Journal of Global Health Reports (Aug 2023)

Self-care interventions for advancing sexual and reproductive health and rights – implementation considerations

  • Manjulaa Narasimhan,
  • Carmen H. Logie,
  • James Hargreaves,
  • Wendy Janssens,
  • Mandip Aujla,
  • Petrus Steyn,
  • Erica van der Sijpt,
  • Anita Hardon

Journal volume & issue
Vol. 7

Abstract

Read online

Self-care refers to the ability of people to promote their own health, prevent disease, maintain health, and cope with illness and disability, with or without the support of a health or care worker. Self-care interventions are tools that support self-care as additional options to facility-based care.

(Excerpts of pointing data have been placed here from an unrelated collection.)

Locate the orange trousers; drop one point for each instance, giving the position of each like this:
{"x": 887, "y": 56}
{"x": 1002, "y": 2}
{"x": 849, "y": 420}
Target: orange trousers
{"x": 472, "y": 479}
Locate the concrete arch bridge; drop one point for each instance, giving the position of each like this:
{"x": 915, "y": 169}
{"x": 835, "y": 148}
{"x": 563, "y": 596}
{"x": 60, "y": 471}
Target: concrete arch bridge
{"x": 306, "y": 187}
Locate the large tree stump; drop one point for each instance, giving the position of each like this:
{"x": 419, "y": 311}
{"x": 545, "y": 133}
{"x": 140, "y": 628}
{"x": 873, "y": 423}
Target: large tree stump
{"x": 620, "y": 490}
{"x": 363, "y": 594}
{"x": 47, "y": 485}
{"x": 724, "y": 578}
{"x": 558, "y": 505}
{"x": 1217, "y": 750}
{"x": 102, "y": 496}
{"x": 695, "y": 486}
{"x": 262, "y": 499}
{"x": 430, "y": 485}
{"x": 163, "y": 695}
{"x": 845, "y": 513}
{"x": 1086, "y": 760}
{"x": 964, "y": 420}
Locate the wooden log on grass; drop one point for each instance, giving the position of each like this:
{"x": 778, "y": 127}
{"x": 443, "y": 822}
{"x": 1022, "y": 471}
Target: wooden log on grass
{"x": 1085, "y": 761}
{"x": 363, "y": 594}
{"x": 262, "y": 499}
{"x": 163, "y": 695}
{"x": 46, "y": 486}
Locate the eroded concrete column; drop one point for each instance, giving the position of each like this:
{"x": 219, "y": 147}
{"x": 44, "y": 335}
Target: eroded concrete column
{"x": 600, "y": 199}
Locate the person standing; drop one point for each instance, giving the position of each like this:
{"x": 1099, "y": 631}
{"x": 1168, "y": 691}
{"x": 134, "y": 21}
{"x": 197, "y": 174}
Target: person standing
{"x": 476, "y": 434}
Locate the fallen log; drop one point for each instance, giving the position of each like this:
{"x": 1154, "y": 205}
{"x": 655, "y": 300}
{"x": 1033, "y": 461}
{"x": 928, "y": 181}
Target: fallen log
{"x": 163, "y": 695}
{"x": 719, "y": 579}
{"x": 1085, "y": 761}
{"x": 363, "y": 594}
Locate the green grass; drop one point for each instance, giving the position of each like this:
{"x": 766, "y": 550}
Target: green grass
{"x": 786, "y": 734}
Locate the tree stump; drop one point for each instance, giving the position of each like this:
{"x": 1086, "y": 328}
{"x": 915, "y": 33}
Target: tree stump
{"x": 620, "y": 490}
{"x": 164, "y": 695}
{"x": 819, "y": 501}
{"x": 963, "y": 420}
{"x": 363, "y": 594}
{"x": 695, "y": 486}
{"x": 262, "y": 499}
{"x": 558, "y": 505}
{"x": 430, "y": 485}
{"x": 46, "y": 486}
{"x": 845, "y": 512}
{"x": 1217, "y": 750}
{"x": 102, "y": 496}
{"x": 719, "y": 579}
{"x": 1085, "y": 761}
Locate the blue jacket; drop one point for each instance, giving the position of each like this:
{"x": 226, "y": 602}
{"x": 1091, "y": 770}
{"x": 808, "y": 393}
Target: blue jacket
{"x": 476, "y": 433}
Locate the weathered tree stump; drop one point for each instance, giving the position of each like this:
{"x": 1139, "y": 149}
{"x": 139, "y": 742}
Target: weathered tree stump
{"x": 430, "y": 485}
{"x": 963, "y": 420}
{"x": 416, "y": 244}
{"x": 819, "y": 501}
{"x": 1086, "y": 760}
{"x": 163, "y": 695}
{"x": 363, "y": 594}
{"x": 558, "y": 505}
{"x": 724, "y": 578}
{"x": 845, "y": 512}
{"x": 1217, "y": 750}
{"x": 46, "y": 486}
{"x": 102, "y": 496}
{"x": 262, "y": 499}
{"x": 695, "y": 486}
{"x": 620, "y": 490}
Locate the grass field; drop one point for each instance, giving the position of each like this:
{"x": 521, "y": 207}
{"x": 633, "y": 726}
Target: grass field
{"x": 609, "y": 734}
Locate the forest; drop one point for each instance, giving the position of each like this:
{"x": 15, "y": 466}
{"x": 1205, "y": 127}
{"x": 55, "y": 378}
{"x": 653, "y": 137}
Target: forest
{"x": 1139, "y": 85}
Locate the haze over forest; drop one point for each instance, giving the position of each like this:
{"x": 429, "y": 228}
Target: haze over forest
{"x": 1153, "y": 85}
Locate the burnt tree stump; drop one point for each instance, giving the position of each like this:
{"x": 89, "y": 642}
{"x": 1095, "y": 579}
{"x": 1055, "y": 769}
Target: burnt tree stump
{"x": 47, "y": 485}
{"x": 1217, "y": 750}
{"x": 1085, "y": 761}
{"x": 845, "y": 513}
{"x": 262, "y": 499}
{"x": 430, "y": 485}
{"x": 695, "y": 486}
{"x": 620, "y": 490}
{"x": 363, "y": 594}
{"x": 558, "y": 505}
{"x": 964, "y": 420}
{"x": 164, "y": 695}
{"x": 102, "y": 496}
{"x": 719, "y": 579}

Recognizing laypersons as active agents in their own health care, the World Health Organization (WHO)’s global normative guideline on self-care interventions recommends people-centred, holistic approaches to health and well-being for sexual and reproductive health and rights. Examples of such interventions include pregnancy self-testing, self-monitoring of blood glucose and/or blood pressure during pregnancy and self-administration of injectable contraception. Building on previous studies and aligning with the WHO classification for self-care, we discuss nine key implementation considerations: agency, information, availability, utilization, social support, accessibility, acceptability, affordability, and quality. The implementation considerations form the foundation of a model implementation framework that was developed using an ecological health systems approach to support sustainable changes in health care delivery.